Tasked with doing the impossible of making everyone happy, the College Football Playoff Selection Committee may have done as good of a job putting together its first 12-team bracket on Sunday afternoon. Clemson winning the ACC could have messed things up considerably, but at the end of the day, the Selection Committee rewarded SMU with a playoff berth, despite losing in the ACC title.
One of the unintended consequences of expanding the playoff field thrice-fold is you create even more potential regular-season rematches in the playoff. While Georgia did get a rematch with Texas in the SEC Championship and Boise State drew UNLV again in the Mountain West title bout, we did not get rematches in the other three conference championships of note. Could they occur in the playoff?
Well, based on how the Selection Committee seeded the field, the only rematch from the regular season, and conference championships, that could occur before the national title would be No. 1 Oregon drawing No. 8 Ohio State in the Rose Bowl for their national quarterfinals. By seeding Texas, Penn State and Notre Dame as they did No. 5, No. 6 and No. 7 respectively, this is what all happened.
To date, we have yet to see a regular-season rematch happen in the first round of any playoff bracket.
What we have to remember is the College Football Playoff is a television event above everything else.

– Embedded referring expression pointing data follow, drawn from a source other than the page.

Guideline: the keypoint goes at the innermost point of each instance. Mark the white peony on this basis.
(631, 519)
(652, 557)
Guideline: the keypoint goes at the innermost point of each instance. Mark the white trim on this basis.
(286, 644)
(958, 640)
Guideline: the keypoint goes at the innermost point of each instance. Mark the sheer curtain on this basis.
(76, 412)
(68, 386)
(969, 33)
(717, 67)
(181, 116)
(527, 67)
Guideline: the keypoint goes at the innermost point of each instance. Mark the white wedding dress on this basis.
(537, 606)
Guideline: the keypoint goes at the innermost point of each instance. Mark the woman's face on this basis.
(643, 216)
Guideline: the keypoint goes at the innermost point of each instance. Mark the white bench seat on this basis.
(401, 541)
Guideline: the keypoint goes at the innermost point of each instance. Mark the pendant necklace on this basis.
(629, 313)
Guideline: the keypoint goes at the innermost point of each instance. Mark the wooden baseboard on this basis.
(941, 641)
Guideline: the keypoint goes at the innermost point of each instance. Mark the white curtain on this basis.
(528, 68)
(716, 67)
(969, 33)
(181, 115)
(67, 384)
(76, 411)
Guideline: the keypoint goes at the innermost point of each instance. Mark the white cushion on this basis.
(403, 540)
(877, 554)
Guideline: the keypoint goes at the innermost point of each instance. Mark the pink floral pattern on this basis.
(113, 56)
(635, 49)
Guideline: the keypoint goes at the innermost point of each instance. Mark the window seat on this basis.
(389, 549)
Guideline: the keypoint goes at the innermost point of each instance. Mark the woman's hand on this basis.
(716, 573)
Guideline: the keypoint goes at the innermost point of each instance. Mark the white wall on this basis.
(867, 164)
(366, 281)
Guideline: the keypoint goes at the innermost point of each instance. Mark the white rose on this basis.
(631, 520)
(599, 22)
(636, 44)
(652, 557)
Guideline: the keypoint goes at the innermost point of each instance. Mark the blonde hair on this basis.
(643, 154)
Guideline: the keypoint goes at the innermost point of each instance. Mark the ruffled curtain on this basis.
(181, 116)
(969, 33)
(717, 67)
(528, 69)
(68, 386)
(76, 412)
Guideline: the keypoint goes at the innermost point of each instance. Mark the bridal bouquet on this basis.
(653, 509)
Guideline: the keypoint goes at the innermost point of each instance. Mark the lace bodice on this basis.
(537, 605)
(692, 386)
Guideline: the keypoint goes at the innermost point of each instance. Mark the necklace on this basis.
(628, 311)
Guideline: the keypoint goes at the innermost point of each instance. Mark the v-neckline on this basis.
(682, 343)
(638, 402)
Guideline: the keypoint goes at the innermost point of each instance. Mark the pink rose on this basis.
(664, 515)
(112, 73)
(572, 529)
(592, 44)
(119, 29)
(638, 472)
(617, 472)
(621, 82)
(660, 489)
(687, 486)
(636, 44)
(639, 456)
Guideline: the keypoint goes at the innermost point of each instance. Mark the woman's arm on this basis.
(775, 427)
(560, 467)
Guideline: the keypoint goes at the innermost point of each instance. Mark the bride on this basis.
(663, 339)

College Football Playoff may have seeded field to limit early rematches
Let's make one thing clear. If I were seeding the field, I may have done things differently. I would have had Notre Dame at No. 5, Texas at No. 6 and Penn State at No. 7. I may have had No. 8 Ohio State flipped with No. 9 Tennessee, possibly even No. 11 SMU swapped with No. 12 Clemson. This is splitting hairs, but how the seeded shook out offered another major unintended consequence, too.

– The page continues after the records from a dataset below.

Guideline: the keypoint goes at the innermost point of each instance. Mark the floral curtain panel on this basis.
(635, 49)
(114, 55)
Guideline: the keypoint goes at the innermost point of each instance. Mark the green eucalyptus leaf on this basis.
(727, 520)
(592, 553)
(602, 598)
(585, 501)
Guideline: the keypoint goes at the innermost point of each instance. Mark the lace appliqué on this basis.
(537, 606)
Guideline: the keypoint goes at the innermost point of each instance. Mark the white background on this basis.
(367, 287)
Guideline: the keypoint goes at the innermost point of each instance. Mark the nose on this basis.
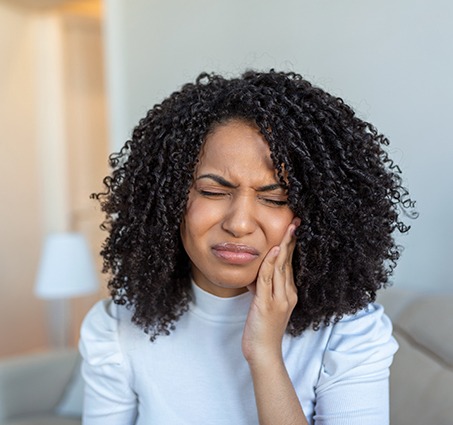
(240, 218)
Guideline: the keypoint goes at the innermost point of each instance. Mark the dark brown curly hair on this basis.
(340, 182)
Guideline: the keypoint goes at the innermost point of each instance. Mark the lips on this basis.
(235, 253)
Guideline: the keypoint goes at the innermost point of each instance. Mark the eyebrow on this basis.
(223, 182)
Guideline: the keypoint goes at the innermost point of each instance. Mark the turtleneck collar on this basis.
(227, 310)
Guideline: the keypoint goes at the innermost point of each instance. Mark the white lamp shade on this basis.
(66, 268)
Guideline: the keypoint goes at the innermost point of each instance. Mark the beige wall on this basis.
(54, 145)
(21, 315)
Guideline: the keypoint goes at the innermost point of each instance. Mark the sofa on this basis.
(46, 389)
(41, 389)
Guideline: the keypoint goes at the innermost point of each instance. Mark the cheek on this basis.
(199, 218)
(277, 224)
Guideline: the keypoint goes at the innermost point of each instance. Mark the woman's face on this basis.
(236, 211)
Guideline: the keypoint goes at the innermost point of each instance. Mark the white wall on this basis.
(392, 61)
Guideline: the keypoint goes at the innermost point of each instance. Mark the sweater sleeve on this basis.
(109, 398)
(353, 383)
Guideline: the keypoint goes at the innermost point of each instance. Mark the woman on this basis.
(250, 225)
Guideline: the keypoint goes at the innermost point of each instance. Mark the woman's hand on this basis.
(275, 298)
(274, 301)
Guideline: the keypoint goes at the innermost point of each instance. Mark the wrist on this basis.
(265, 361)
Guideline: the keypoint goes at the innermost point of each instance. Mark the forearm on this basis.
(276, 399)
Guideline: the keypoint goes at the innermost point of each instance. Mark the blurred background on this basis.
(76, 76)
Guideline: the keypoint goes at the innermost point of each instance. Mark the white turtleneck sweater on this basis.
(198, 375)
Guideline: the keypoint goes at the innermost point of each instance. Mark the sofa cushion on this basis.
(428, 321)
(44, 420)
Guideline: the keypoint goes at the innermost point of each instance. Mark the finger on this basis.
(282, 268)
(283, 274)
(264, 281)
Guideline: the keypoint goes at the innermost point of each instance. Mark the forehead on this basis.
(236, 144)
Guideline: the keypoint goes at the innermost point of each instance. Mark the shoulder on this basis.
(104, 331)
(359, 345)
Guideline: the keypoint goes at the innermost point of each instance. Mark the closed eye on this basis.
(210, 194)
(275, 202)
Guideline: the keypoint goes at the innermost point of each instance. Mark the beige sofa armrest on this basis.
(34, 383)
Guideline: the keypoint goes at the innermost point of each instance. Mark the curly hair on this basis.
(340, 182)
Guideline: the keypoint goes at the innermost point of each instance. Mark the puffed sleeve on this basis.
(353, 384)
(109, 398)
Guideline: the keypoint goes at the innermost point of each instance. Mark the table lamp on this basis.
(66, 270)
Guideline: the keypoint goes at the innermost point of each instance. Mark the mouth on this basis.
(232, 253)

Simply put, the Oregon side of the bracket is far more treacherous than the Georgia side. On the Ducks' side, you have No. 1 Oregon, No. 4 Arizona State, No. 5 Texas, No. 8 Ohio State, No. 9 Tennessee and No. 12 Clemson. You have three conference champions, one conference finalist, two 10-2 Power Two teams and no Group of Five team to be had. That side of the bracket is so loaded.
Now when we look at what the Dawgs have to do to get back to Atlanta for a third time this season, you have No. 2 Georgia, No. 3 Boise State, No. 6 Penn State, No. 7 Notre Dame, No. 10 Indiana and No. 11 SMU. You have a Power Four champion in Georgia, the Group of Five champion in Boise State, two Power Four finalists with Penn State and SMU and two 11-1 teams with Indiana and Notre Dame.
What I am getting at is, whoever is on Georgia's side of the bracket has a far easier path of getting to Atlanta compared to who could come out of Oregon's half. In reality, there are about seven teams who can semi-realistically win a national championship, but only about four or maybe five who can run their gauntlet to hoist the College Football Playoff Trophy. Yes, there will be some rematches.
For now, we should look at the four first-round games and be ecstatic that we even get to see them.